Cuando alguien entra a vivir en un inmueble ajeno sin consentimiento, el tratamiento legal depende de qué inmueble sea. Si se trata de la morada —la vivienda habitual, y también las segundas residencias con uso efectivo— estamos ante un allanamiento de morada, un delito grave que permite una reacción inmediata. Si es un inmueble que no constituye morada (un piso vacío, un local), hablamos de usurpación, con penas menores y plazos más lentos.

Esta distinción lo cambia todo en las primeras horas. En el allanamiento, y especialmente en situación de flagrancia —cuando la entrada acaba de producirse—, la policía puede intervenir y desalojar sin esperar a un juez. Por eso es crucial actuar rápido, acreditar bien que el inmueble es morada (suministros, enseres, uso reciente) y dirigir correctamente la denuncia desde el primer momento.

En la usurpación, la vía penal sigue siendo útil pero requiere más estrategia: identificar a los ocupantes, pedir como medida cautelar el desalojo y acreditar la falta de título. Desde 2025, además, los juicios por allanamiento y usurpación se tramitan como juicios rápidos, lo que ha acortado sensiblemente los tiempos.

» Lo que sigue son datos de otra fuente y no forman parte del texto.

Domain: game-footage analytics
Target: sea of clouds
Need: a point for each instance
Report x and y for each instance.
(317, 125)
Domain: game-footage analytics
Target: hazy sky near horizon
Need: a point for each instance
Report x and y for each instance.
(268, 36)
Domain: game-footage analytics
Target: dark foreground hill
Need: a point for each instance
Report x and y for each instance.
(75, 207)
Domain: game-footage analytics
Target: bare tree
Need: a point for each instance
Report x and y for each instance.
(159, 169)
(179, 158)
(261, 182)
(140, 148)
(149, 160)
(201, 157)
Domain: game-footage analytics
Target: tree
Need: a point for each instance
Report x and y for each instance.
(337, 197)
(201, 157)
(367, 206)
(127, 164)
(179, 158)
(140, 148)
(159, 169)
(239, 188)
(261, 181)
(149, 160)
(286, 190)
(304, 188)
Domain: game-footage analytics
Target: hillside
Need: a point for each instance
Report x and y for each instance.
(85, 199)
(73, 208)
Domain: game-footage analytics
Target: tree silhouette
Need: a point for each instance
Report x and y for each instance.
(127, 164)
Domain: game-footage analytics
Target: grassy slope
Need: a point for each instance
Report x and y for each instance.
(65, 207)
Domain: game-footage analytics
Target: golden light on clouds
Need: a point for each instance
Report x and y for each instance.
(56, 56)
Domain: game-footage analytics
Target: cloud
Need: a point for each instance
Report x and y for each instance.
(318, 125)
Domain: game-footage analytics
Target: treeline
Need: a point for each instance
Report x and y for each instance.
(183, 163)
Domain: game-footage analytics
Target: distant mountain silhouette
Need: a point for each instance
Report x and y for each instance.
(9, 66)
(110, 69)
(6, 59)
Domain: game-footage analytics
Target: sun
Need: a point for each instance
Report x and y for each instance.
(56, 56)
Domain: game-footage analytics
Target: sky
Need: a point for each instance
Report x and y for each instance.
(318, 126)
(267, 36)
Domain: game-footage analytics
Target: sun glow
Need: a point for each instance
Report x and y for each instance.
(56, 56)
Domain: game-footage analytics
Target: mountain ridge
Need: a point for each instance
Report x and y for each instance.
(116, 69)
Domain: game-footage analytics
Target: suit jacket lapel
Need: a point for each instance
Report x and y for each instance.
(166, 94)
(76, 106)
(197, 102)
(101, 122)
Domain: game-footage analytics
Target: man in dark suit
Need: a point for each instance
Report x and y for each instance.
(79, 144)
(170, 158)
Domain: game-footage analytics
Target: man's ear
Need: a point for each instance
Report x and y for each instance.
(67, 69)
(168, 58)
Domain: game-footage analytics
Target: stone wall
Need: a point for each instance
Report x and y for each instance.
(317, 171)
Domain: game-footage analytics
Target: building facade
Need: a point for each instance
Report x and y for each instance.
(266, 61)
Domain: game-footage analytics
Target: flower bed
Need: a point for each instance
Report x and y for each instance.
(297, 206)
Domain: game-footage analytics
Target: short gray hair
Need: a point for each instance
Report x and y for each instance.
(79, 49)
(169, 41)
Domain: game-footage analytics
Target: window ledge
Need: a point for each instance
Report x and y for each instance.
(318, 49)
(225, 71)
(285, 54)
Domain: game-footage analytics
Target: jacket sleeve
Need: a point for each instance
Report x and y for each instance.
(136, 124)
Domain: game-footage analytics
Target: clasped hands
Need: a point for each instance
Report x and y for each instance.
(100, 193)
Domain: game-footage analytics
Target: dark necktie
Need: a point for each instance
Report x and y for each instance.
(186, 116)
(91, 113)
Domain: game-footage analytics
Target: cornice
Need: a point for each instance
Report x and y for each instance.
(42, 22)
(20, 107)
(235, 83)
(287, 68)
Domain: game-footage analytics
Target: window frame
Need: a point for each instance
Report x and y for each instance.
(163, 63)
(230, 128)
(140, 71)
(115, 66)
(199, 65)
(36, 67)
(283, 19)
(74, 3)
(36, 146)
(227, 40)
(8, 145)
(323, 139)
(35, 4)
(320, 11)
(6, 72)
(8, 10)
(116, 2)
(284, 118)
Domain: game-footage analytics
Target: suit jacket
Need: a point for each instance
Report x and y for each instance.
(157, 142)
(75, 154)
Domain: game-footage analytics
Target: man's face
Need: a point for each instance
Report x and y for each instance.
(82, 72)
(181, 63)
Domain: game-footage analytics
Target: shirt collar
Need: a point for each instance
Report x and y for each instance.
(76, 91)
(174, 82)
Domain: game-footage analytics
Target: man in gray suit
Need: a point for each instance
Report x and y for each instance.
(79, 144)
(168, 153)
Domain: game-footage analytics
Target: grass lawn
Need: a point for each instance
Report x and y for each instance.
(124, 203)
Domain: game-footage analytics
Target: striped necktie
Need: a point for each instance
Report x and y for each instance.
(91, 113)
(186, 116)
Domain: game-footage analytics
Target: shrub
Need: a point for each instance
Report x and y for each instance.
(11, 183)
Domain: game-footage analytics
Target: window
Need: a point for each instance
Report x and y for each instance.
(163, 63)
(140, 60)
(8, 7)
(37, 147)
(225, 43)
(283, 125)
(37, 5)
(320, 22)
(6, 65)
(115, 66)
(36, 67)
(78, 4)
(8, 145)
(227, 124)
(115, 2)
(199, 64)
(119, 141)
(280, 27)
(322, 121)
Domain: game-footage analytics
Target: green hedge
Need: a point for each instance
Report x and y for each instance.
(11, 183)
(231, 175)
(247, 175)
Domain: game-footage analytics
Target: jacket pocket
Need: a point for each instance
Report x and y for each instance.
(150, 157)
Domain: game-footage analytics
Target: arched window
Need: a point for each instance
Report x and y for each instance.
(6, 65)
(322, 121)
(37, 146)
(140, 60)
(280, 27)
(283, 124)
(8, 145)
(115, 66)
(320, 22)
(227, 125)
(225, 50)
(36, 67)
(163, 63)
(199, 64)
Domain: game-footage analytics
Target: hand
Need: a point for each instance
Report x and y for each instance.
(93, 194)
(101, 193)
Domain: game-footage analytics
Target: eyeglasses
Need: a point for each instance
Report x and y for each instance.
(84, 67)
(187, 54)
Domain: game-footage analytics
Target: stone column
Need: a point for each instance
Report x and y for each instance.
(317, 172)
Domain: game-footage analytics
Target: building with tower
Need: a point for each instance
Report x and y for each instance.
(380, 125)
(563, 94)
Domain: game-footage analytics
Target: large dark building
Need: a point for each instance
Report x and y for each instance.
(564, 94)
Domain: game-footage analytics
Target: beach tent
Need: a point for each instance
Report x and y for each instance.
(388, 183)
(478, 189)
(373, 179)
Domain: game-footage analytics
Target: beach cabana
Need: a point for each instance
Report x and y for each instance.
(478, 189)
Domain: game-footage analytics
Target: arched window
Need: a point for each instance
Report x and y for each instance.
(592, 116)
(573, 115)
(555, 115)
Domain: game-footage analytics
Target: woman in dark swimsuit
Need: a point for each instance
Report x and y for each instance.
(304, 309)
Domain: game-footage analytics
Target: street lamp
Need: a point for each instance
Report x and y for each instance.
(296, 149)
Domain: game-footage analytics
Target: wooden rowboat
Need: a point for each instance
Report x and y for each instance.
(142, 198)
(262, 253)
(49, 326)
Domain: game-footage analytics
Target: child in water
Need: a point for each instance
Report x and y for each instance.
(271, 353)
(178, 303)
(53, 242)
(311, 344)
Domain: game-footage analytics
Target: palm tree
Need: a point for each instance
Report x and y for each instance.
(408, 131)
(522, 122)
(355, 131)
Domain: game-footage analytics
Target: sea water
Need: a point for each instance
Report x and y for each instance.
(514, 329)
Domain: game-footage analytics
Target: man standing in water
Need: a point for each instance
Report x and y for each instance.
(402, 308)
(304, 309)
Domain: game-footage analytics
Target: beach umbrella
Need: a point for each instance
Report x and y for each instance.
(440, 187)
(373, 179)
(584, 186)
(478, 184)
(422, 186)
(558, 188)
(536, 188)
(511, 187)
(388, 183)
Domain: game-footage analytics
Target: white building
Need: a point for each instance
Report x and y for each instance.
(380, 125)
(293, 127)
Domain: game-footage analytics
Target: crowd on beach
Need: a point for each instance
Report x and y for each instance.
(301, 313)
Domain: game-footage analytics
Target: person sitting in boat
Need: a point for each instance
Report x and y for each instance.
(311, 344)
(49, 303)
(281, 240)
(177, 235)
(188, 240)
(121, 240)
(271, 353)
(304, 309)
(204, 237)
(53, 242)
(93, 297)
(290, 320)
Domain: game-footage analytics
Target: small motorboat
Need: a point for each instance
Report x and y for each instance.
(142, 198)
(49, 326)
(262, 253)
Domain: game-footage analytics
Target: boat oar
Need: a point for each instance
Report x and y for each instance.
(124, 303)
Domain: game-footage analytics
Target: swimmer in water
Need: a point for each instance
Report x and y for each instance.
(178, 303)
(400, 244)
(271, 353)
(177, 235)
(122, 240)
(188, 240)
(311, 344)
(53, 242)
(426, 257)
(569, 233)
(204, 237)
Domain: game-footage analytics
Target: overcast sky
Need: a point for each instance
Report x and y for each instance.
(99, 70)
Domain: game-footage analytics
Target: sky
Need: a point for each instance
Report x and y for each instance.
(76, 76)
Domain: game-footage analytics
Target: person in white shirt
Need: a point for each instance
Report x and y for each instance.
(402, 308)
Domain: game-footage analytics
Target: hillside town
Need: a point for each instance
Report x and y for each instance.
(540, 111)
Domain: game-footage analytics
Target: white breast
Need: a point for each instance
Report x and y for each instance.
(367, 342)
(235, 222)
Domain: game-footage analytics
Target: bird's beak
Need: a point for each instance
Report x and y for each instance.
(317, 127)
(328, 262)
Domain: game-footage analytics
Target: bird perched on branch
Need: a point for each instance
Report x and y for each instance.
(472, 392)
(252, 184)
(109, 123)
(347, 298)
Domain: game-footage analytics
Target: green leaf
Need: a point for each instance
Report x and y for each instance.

Existe también la vía civil: el desahucio por precario o la acción de la llamada ley de desahucio exprés para propietarios particulares. Es más lenta que un desalojo policial en flagrancia, pero más segura en casos dudosos. La elección entre vía penal, civil o ambas depende del tipo de inmueble, de las pruebas y del tiempo transcurrido, y conviene decidirla con asesoramiento antes de presentar nada.

Lo que nunca debe hacerse es tomarse la justicia por la mano: cortar suministros, cambiar la cerradura con los ocupantes dentro o entrar por la fuerza puede convertir al propietario en denunciado por coacciones o allanamiento. La frustración es comprensible, pero la reacción eficaz es jurídica y rápida, no física.